Has a UK blogger been sued ?

Last August I linked to a post where a blogger was being sued over comments left on his blog. I have no idea of the outcome (and can’t be bothered to search right now) but I was pondering what it would take for a UK blogger to be sued.
Example: If I worked for The Times, and I managed to get published a paragraph which stated that Jeffrey Archer has had sex with an inmate while banged up for his crimes, then the paper – and possibly myself – would be sued for libel. (Note: IF I said that. I didn’t. It was an example. Pretend.). So Mr Archer sues for libel. What he is suing for would be – I believe – a lie being published. A mistruth. A falsehood. (Mr Archer knows all about these too). What he is NOT suing about is the actual method of conveying that lie to the masses. He could argue that The Times had a circulation of X thousand which had caused him XXXXX embarrassment, but it’s the lie that counts.

What if I said it ?

I ping pingoat which pings other sites which means the potential readership of something I write is at least comparable. (Potential, not actual) (Though in fact, me doing it is worse. I can be more easily linked to.) So what if I said the same thing about Mr Perjury Archer ? Why not sue me ? The argument “Mark is skint so why bother” is – while very true – a wrong one because leaving the lie here amounts to permission to publish that lie elsewhere doesn’t it ? Example: I publish a lie in this post about Mr Archer. Whether or not he sees it is immaterial – it exists. In 6 months time, The Times also publishes that precise lie (does the source matter ?). Archer says he will sue and starts proceeding against The Times. At some point before judgement, my post comes to light. What happens then ? If he continues to sue The Times he would also have to sue me because my lie is equally a lie. Or does he sue them and then they sue me ? (but for what ? we both lied).
Is there – or will there be – a defence of “It was blogged before” because at the root of a libel is the lie – not the money (apparently). If there could be – because like all things it would need to be tested – then why don’t journos and the likes start blogging lies as a cover ? Is a blog sueable ? Or are some blogs more equal than others ? Example: If I wander around my village tomorrow handing out leaflets claiming the above about Mr Archer, someone involved in politics would hand it on, make a noise and something would happen. That sort of “something will happen” is what stops most of us from doing things – the unknown of the law in such cases. But something would happen I am sure. But what if I publish it online and take the url around to that person’s house ? If they passed it on, what would happen ? I suspect nothing would.
Because this is just a blog. So why sue a little blog over a lie ?
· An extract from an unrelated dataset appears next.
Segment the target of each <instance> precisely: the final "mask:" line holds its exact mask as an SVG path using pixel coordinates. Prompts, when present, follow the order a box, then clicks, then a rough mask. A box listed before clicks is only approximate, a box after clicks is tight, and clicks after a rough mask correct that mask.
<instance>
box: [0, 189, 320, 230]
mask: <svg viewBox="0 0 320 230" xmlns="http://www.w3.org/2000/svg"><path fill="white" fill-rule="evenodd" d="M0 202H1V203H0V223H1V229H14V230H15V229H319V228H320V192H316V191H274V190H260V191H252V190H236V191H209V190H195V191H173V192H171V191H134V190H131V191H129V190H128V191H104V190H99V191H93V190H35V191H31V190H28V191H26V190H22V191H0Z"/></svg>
But if a lie is a lie is a lie then not suing is either admitting that the lie is a truth OR that the lie is not worth bothering with. But if it’s not worth bothering with when I say it, why is it worth suing a newspaper ? Money. Not the lie. Money.

Which means I am unsueable doesn’t it ?

2 thoughts on “Has a UK blogger been sued ?

  1. Money yes, AND publicity.

    Your potential readership might be higher, but it’s not ACTUALLY higher. And even so your.. er.. reputation isn’t the same as The Times (well.. you know what I mean).

    Therefore it’s also about the ammount of damage an established newspaper with a (deserved or not) reputation can do by publishing vs a blog.

    Also it’s about “is it worth the effort?” Many blogs get sent the usual “omg scary lawyer” letter as a threat, as it is a cheap way of trying to intimidate someone to take something down (and if it is libel then they probably would). What if someone stands up to it as the bullshit it usually is? Well then you either have to take the blogger to court.. or admit it was bull.

    So sometimes its about money only, but often I’d say it’s about saving face… and how much effort that is worth is sometimes an individual thing.

  2. I’m facing just that right now. Some burk who I called out for black hat SEO has gone the rude email followed by rude solicitors letter. The question is not can I prove he is a bad SEO and a dodgy investment but can I be bothered with the hassle? Do I put some cynical “thought police” message where the post was or do I stand up for (UK) bloggers rights? If it went to court and I one it would be good for us all but if I lost it would be VERY bad for us all (in the UK, in my opinion).